Os Poderes da República Federativa do Brasil devem cumprir, cada qual, com a sua função específica, e compete aos membros que os compõem, estarem alinhados em suas ideias, propostas e decisões. Atos normativos, cartilhas, instrumentos de orientação advindos de Comissões, Secretarias ou Ministérios, devem estar alinhavados com o Chefe do Poder em questão, para que se promova a unidade e o bem comum de todos os brasileiros. Quando não, há o avanço da polarização, crescem as especulações e questiona-se a autoridade e a capacidade de quem fora constituído como representante, e, quem mais sofre é a sociedade civil, o povo brasileiro.

Nesse sentido, se há veracidade nos discursos e decisões dos Chefes dos Poderes, e estamos certos de que há, não pode haver divergências nos discursos daqueles que os representam. Dada a incongruência, faz-se mister que a autoridade se pronuncie e esclareça, a fim de que se evidencie a unidade e o diálogo para o bem da nação.

Questiona-se: até quando pessoas comuns poderão ascender aos altos cargos da sociedade civil e neles ocasionarem um “rombo” incorrigível onde, claramente, escolhe-se pela morte à vida, pelo bem de um em detrimento do outro, pelo respeito e cumprimento do direito de um em substituição ao direito de outro?

Responde-se: títulos acadêmicos ou influência política não devem ser decisivos para a investidura em cargos políticos, mas, somados às experiências profissionais, considerar-se-ão os estudos científicos.

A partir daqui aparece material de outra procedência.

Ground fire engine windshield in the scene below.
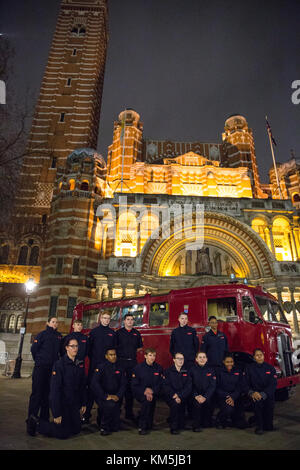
[255,296,288,323]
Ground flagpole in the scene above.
[266,116,283,199]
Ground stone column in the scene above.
[293,226,300,260]
[289,287,299,336]
[268,225,275,256]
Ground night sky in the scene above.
[0,0,300,182]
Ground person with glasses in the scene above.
[246,348,277,435]
[26,338,86,439]
[116,313,143,421]
[163,352,192,434]
[190,351,216,432]
[84,310,117,425]
[62,320,89,364]
[26,316,62,435]
[91,349,126,436]
[131,348,163,436]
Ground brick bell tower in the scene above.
[16,0,108,224]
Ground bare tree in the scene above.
[0,36,30,221]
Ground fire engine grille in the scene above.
[277,333,295,377]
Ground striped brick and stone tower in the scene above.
[29,148,106,334]
[222,114,267,198]
[0,0,108,333]
[107,108,143,192]
[16,0,108,223]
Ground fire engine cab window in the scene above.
[255,297,288,323]
[82,307,120,329]
[149,302,169,326]
[243,297,260,323]
[122,304,144,327]
[207,297,238,322]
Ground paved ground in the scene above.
[0,377,300,452]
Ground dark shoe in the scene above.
[193,428,203,432]
[125,413,136,422]
[170,429,180,435]
[254,428,264,436]
[26,415,39,436]
[139,429,149,436]
[183,424,193,431]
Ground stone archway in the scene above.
[142,212,275,280]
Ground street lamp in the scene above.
[11,278,36,379]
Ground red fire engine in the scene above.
[71,284,300,398]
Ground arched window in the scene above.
[29,246,40,266]
[18,246,28,266]
[69,179,75,191]
[0,245,9,264]
[0,314,7,331]
[16,315,23,333]
[8,314,16,333]
[80,181,89,191]
[71,24,86,36]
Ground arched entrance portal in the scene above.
[142,212,275,283]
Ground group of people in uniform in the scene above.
[26,311,277,439]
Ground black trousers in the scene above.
[97,400,121,432]
[253,398,275,431]
[84,367,95,419]
[166,398,186,431]
[135,395,156,430]
[120,359,137,416]
[37,406,81,439]
[192,398,211,428]
[28,366,52,421]
[217,397,246,429]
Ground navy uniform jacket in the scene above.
[190,364,216,400]
[88,325,116,370]
[91,359,126,403]
[246,362,277,400]
[170,325,199,361]
[116,327,143,361]
[131,361,163,400]
[31,325,62,368]
[49,354,86,418]
[200,330,228,367]
[216,366,243,401]
[62,331,89,361]
[163,365,192,400]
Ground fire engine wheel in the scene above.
[275,387,290,401]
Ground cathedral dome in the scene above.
[67,148,106,168]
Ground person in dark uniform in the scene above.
[246,349,277,435]
[216,353,245,429]
[190,351,216,432]
[63,320,89,364]
[131,348,163,435]
[163,352,192,434]
[26,317,62,435]
[26,338,86,439]
[116,313,143,421]
[200,316,229,369]
[84,310,117,424]
[170,312,199,370]
[91,349,126,436]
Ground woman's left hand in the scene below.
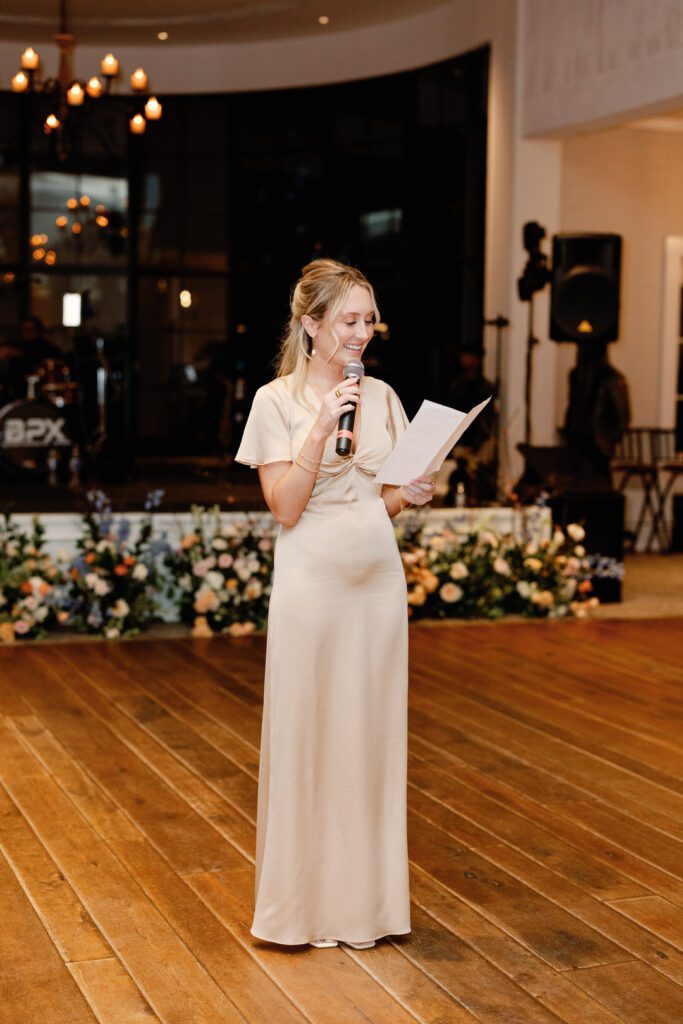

Se forem contrários às ciências, que sejam destituídos e substituídos, sem exclusão de possíveis penalizações quando necessárias. Ademais, não são favoráveis os discursos dos Chefes dos Poderes em defesa da vida? Toma-se, por exemplo, as campanhas eleitorais em que os presidenciáveis expuseram as suas propostas e, nitidamente, expressiva foi a posição favorável à vida.

É imprescindível ressaltar o valor e a primazia da vida e da dignidade da pessoa humana, bem como a igualdade de direitos a todos os brasileiros, natos ou naturalizados, em todas as fases de vida, sobretudo a de maior vulnerabilidade: a etapa intrauterina.

Esclarece-se: são indiscutíveis os horrores narrados pela história: as injustiças da escravidão, as malícias do colonialismo, a inferioridade da mulher, a desumanidade do holocausto, as diversas formas de discriminação, preconceito e racismo, além da ausência da prescrição dos direitos inalienáveis e imprescritíveis trazidos pela Declaração Universal dos Direitos Humanos (ONU, 1948).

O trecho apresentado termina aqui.